Has a model like this ever been used by other churches?

The values of this model are beginning to be embraced by more churches but it is still the minority approach compared to many. Adults on our Student Ministries team who grew up outside of the United States have told me that they were discipled in models very similar to this one. I also recently spoke with another youth pastor in our area who is implementing very similar changes at their church this fall.

What if this model does not sound fun to my teen and they don’t want to participate?

I think we need to be careful to not parent out of fear of what our children may think. As parents we make our children do things they don’t like all the time because we know it is good for them (eating vegetables, doing homework, going to math class). How much more valuable is the investment of our church body in the lives of our children? We must fear God more than the opinions of our children because it is Him to whom we will give account for our parental stewardship. As a side note, I have worked with teens for over 15 years and know how to engage students in a manner that meets them where they are at.

My teen has too much homework and other extracurricular commitments to participate on Wednesdays.

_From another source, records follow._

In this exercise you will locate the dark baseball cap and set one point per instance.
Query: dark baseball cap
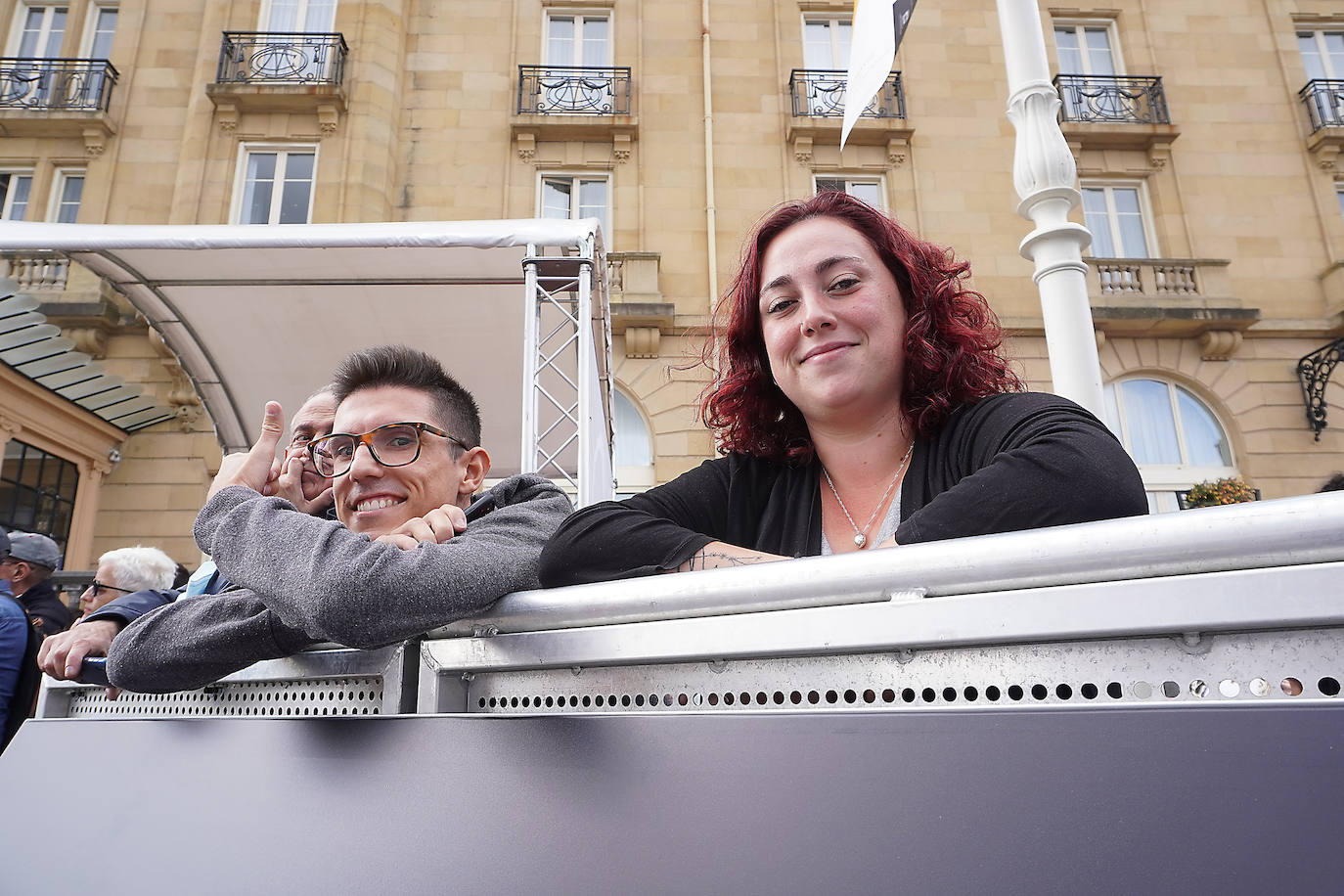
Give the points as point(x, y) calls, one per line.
point(34, 548)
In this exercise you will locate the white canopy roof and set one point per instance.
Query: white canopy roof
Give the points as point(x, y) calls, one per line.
point(266, 312)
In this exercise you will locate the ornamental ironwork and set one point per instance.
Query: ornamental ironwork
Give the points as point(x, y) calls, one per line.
point(287, 58)
point(74, 85)
point(1125, 100)
point(1315, 373)
point(577, 90)
point(820, 94)
point(1324, 103)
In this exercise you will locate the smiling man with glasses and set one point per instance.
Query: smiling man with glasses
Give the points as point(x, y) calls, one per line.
point(402, 558)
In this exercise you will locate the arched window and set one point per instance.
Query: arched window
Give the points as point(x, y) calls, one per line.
point(1172, 435)
point(632, 449)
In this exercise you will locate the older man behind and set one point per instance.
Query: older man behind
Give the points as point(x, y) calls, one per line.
point(291, 478)
point(403, 558)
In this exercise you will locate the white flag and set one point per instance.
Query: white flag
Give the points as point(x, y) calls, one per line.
point(877, 27)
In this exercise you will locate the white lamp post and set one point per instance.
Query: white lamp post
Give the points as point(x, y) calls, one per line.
point(1045, 176)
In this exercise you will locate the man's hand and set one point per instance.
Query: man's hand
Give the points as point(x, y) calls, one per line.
point(252, 468)
point(290, 485)
point(62, 654)
point(435, 527)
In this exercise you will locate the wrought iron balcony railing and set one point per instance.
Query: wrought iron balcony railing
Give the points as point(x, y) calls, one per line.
point(1124, 100)
point(556, 90)
point(75, 85)
point(285, 58)
point(820, 93)
point(1324, 101)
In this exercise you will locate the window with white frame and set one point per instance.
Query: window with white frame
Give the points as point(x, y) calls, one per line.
point(276, 186)
point(98, 31)
point(1322, 53)
point(1117, 216)
point(15, 193)
point(866, 188)
point(309, 17)
point(1088, 49)
point(826, 42)
point(67, 194)
point(573, 197)
point(579, 39)
point(1174, 438)
point(38, 31)
point(632, 449)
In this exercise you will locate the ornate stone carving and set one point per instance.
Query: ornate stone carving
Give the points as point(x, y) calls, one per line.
point(182, 395)
point(90, 340)
point(1042, 158)
point(642, 341)
point(1218, 344)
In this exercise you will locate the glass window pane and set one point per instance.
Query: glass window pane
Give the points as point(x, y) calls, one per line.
point(1204, 439)
point(105, 25)
point(1099, 61)
point(867, 191)
point(631, 435)
point(1149, 422)
point(1066, 43)
point(1098, 222)
point(556, 198)
point(816, 45)
point(560, 47)
point(293, 202)
point(596, 42)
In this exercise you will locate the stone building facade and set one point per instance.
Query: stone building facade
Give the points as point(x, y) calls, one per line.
point(1206, 137)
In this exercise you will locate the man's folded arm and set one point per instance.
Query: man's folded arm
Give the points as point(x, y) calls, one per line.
point(193, 643)
point(129, 607)
point(338, 586)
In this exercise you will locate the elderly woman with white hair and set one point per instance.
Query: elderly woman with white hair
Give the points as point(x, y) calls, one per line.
point(126, 571)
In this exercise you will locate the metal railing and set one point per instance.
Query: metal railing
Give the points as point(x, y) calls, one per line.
point(820, 94)
point(557, 90)
point(1127, 100)
point(1324, 103)
point(77, 85)
point(290, 58)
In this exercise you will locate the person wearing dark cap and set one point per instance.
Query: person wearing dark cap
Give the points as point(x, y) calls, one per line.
point(32, 558)
point(14, 644)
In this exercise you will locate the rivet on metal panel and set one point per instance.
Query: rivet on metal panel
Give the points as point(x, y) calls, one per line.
point(1193, 644)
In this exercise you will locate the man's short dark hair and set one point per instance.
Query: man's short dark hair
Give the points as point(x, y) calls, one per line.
point(413, 368)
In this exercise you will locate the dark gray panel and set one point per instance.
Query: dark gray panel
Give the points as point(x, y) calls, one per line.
point(1204, 799)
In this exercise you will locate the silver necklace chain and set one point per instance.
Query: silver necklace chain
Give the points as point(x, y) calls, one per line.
point(859, 535)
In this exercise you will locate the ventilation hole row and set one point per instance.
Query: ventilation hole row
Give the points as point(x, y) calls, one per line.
point(1229, 688)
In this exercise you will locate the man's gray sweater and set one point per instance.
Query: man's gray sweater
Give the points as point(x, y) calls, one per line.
point(304, 579)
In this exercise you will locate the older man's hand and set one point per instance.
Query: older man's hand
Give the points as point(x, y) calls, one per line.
point(252, 468)
point(435, 527)
point(290, 485)
point(64, 653)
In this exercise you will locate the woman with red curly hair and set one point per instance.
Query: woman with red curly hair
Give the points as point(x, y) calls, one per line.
point(862, 402)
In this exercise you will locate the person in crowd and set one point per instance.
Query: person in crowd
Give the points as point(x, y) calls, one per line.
point(291, 478)
point(14, 644)
point(126, 571)
point(863, 402)
point(402, 558)
point(32, 559)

Two responses. First, many churches run programs for children and teens midweek (many of them on Wednesdays) and families find a way to make it work. Much of it will come down to prioritizing your family values. We often value academic excellence and athletics, which are not in and of themselves bad things. However, how much more valuable should the spiritual formation of our children be through high quality formal instruction?

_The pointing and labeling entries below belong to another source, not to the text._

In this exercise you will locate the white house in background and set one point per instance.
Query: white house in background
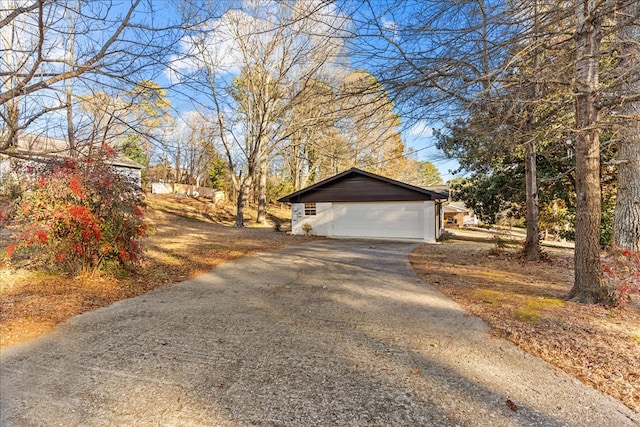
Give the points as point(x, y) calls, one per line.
point(359, 204)
point(37, 146)
point(456, 214)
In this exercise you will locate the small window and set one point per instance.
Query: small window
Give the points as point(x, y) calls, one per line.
point(309, 209)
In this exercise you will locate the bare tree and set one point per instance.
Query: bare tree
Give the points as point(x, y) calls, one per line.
point(106, 44)
point(275, 54)
point(626, 225)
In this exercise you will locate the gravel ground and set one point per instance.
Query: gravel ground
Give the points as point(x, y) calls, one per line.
point(325, 333)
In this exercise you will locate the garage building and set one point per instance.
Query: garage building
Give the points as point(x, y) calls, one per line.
point(359, 204)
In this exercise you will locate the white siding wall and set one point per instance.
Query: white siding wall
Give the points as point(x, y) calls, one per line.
point(320, 222)
point(400, 220)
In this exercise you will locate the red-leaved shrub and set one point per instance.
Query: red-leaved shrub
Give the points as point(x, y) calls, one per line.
point(79, 217)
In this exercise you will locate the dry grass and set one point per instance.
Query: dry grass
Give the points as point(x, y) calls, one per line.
point(187, 242)
point(525, 303)
point(522, 301)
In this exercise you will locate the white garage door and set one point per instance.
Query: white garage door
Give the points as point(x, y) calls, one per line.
point(389, 220)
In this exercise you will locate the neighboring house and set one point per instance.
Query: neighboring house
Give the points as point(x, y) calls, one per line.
point(359, 204)
point(36, 146)
point(456, 214)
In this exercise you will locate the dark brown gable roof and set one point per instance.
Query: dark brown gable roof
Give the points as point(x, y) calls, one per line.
point(355, 185)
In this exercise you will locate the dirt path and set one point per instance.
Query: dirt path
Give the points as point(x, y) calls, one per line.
point(325, 333)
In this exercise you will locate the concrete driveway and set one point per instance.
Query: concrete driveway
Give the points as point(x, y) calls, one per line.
point(326, 333)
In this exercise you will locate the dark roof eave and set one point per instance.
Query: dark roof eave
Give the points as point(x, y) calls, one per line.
point(434, 195)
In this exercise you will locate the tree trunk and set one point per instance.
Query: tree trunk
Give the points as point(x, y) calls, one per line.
point(626, 222)
point(531, 249)
point(588, 284)
point(262, 194)
point(242, 201)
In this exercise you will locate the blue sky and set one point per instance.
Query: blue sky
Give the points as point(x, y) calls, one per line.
point(417, 135)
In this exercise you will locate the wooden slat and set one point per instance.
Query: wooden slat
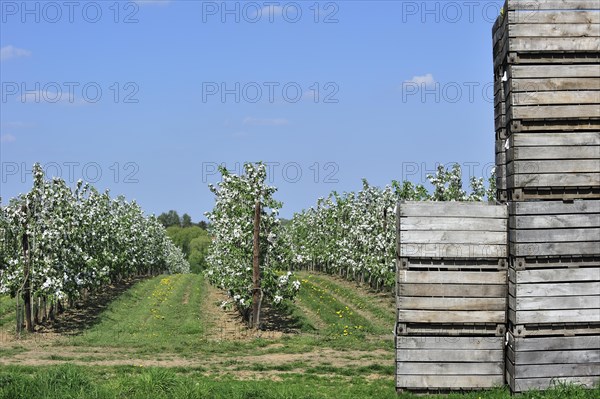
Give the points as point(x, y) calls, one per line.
point(550, 357)
point(553, 83)
point(453, 237)
point(556, 235)
point(555, 275)
point(553, 71)
point(452, 209)
point(553, 180)
point(441, 277)
point(585, 111)
point(527, 384)
point(555, 370)
point(435, 382)
point(553, 166)
point(453, 290)
point(457, 316)
point(556, 303)
point(554, 17)
point(450, 355)
point(454, 343)
point(552, 30)
point(555, 139)
point(555, 343)
point(553, 152)
point(535, 97)
point(453, 251)
point(555, 207)
point(451, 224)
point(551, 316)
point(552, 5)
point(543, 44)
point(448, 304)
point(555, 221)
point(557, 289)
point(459, 369)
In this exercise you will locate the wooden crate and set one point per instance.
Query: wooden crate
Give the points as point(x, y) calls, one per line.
point(548, 298)
point(541, 362)
point(451, 297)
point(464, 230)
point(565, 163)
point(501, 184)
point(554, 228)
point(442, 363)
point(547, 31)
point(552, 92)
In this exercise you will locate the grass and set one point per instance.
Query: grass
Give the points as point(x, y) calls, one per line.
point(341, 348)
point(162, 314)
point(67, 381)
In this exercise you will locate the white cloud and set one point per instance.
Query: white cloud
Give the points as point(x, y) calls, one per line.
point(152, 2)
point(426, 80)
point(265, 122)
point(17, 125)
point(50, 97)
point(8, 52)
point(7, 138)
point(268, 12)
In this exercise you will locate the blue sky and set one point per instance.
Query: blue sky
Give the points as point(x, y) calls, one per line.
point(145, 98)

Secondly, the Wednesday program is only a part of this new model. Even if your teen cannot attend regularly on Wednesdays, they can still participate in a mentoring group, find a place to serve on Sunday mornings, and participate in corporate prayer and worship services.

The Wednesday program sounds too serious for my teen and I’m not sure they are spiritually mature enough for it.

Studies continue to show us that teens are tired of Christianity “lite” even if they are not professing followers of Christ yet. An approach like the one we are taking on Wednesdays will likely show spiritually immature Christians and even non Christians that the Christian worldview can compellingly address all of life’s most difficult questions. Therefore, even if a teen is not spiritually “there” yet (wherever “there” is), the teaching they will encounter will provide a powerful apologetic for the Christian faith.

Lastly, if you are still not convinced that your teen is ready for the Wednesday program there are still mentoring groups. These groups will be much more tailored to addressing a teen’s current spiritual maturity level.

Lack of a weekly attractional program for teens doesn’t sound like we are serious about reaching the teens of our community.

This model is a shift from “if you build it, they will come” programming to an “equipping and sending” philosophy. Our students will be strengthened in their own faith as they are equipped and deployed for the Great Commission in their schools, sports teams, etc.. I believe this approach has the potential to reach many teens who may never otherwise set foot through the doors of Fishkill Baptist Church. We will also still be hosting fun activities and events that students will be encouraged to invite their friends to. However, this will not be the week to week emphasis of our ministry and will involve our own students in the planning and execution of these activities.